Watched this on the satellite movie channel, and found, in the end, that it was fairly slight but entertaining. More so than many other movies, I found myself going through stages of like and dislike as My Fille, Mon Ange played out. My most serious condemnation, I think, is that I never completely got out of the mode of knowing that I was watching a movie (and the accompanying feeling of...how are they trying to manipulate me), as opposed to simply getting engrossed in the story.
My single largest 'like', I think, was more "relief" than like: the storyline and the start of the movie had me wondering if these was going to be an unsubtle morality tale depicting the, gasp, horrors of pornography and pornographers. That's not a good thing, because I like both my heroes and my villains, even pornographers, to be a whole lot more rounded than that.
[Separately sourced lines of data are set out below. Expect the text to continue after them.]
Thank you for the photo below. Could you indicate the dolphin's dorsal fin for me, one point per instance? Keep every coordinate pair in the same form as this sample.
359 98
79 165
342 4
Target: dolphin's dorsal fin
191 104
By the end, though, this was clearly a depiction of one family's response to an evolving situation, and it's pretty clear than there's not a lot of ground higher than the rest. Almost every character is depicted as conflicted or ambiguous in some way. Mr. Dagenais reacts viscerally to the prospect of his daughter having exhibitionistic sex, notwithstanding that he finds out about this while surfing porn sites while his wife waits in bed for him. The porn producer has a business to run, but in the end, gives Nathalie the opportunity to opt out...which she declines. Nathalie is going wild in Montreal, but we also see her writing an exam the morning of her shoot. She also clearly smiles at herself, looking into a mirror while having sex. Angelique criticizes Nathalie for contemplating doing a web porn shoot, but is a druggie stripper.
So, then, I'd argue that the themes are 'over-reaction' and dichotomy, and the resulting risks and conflicts.
The story was interesting enough, and I thought the performances were, on the whole, quite good.
The things I didn't like, and there were a few: - the non-linear story track didn't seem to be that effective or well-handled to me... - some of the dialog, and some of the acting, seemed a trifle clichéd and overwrought; some of that may have been 'lost in translation while on the way to the subtitles' effect, but I'm not sure... - I found the 'as subtle as a 2-by-4' observations about the decline of the church to be ineffectively heavy-handed.
One plot aspect that got in the way of my enjoyment is the concept of the enforceability of Nathalie's contract to 'perform'... I am definitely not an expert, but I don't think that any contract for sexual services is enforceable--and if the issue were 'pressed', I'm confident that criminal law regarding assault and sexual assault would trump the civil contract. And if Nathalie did break the civil contract, the pornographer's recourse would be limited to the losses incurred, which he would have to prove. So, I thought this was an extraneous plot element that really didn't add anything beyond table thumping opportunities.
My last comment, in passing: the keywords for this movie include anal sex and painful sex. While I can see where one might have inferred same should one be inclined to rush to that inference, I'd argue that the scenes are much too brief, much too ambiguous to conclude that either occurred.